In the so-called “Louisiana Lockup,” housed in Camp J, a wing of the notorious Angola prison formerly known as the “Dungeon,” newly arrived immigration detainees went several days without receiving toilet paper, and are given drinking water in shared five-gallon buckets, according to Bridget Pranzatelli, a staff attorney with the National Immigration Project. Sinks and toilets in the facility have malfunctioned, and overflowing toilets have contaminated cells with urine and fecal matter, Pranzatelli said, citing conversations she’d had with several detainees and their family members.
Over a dozen detainees, all part of a single wing of the detention facility, recently launched a hunger strike, reportedly because they did not have regular access to medication for chronic conditions like diabetes and mental health diagnoses. Pranzatelli said she’d heard from detainees’ family members that those participating in the hunger strike were placed in solitary confinement, and that one was hospitalized Monday but later brought back to Angola. As of Friday afternoon, four detainees were still participating in the hunger strike, she said, citing a colleague who’d just visited the facility.
Also, contrary to ICE Deputy Director Madison Sheahan’s claim at the facility’s grand opening press conference that it would have a law library — one aspect of ICE’s National Detention Standards — “every single person we spoke to said that there is no law library,” Pranzatelli said.
The Camp J facility will “expand ICE detention space by up to 416 beds,” according to a DHS press release.
The hunger strike “appears to have been sparked by false narratives in the media that put that idea in the detainees’ heads,” Louisiana’s Department of Public Safety & Corrections told NOLA.com in a statement Monday, adding that reports of poor conditions “create a false narrative about the facility’s operations” and were “misleading.” “Detainees have full access to medical treatment, three proper meals per day, legal counsel, and other essential items,” a DHS spokesperson told Fox News.

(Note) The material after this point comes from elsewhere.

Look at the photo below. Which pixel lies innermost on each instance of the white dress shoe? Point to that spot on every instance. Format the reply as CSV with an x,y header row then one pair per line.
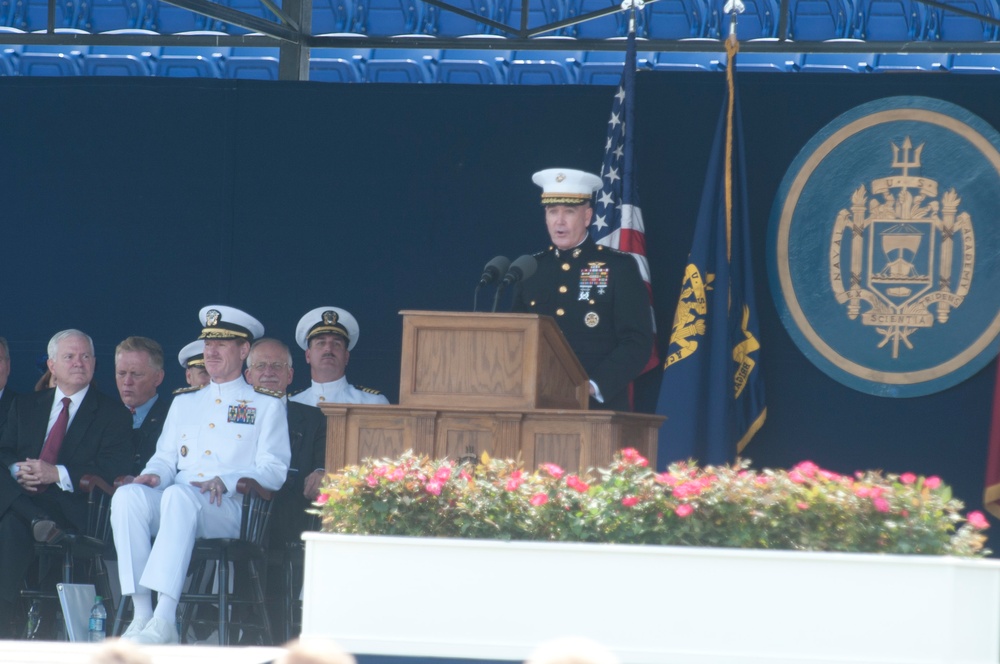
x,y
134,629
157,631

Neither state nor federal immigration officials, nor LaSalle — a private prison company that recently posted job openings for Angola, NOLA.com reported — responded to HuffPost’s questions about conditions there.
The so-called “Lonestar Lockup” — its real name is Camp East Montana — was holding some 1,400 detainees as of earlier this month, and could ultimately hold up to 5,000 migrants, The Washington Post reported. Yet within 50 days of opening, the massive tent city racked up 60 violations of federal immigration detention standards, the Post found, citing an internal inspection report.
Among the violations, in the paper’s words, the facility “failed to properly monitor and treat some detainees’ medical conditions, lacked basic procedures for keeping guards and detainees safe and for weeks did not provide many of them a way to contact lawyers, learn about their cases or file complaints.”
The Trump administration accused the Post of “twisting inspector notes.”
Similar allegations have come up at other new facilities.
In Alligator Alcatraz, detainees and staff have long reported miserable conditions, from broken plumbing to flooding, mosquitoes and respiratory illness.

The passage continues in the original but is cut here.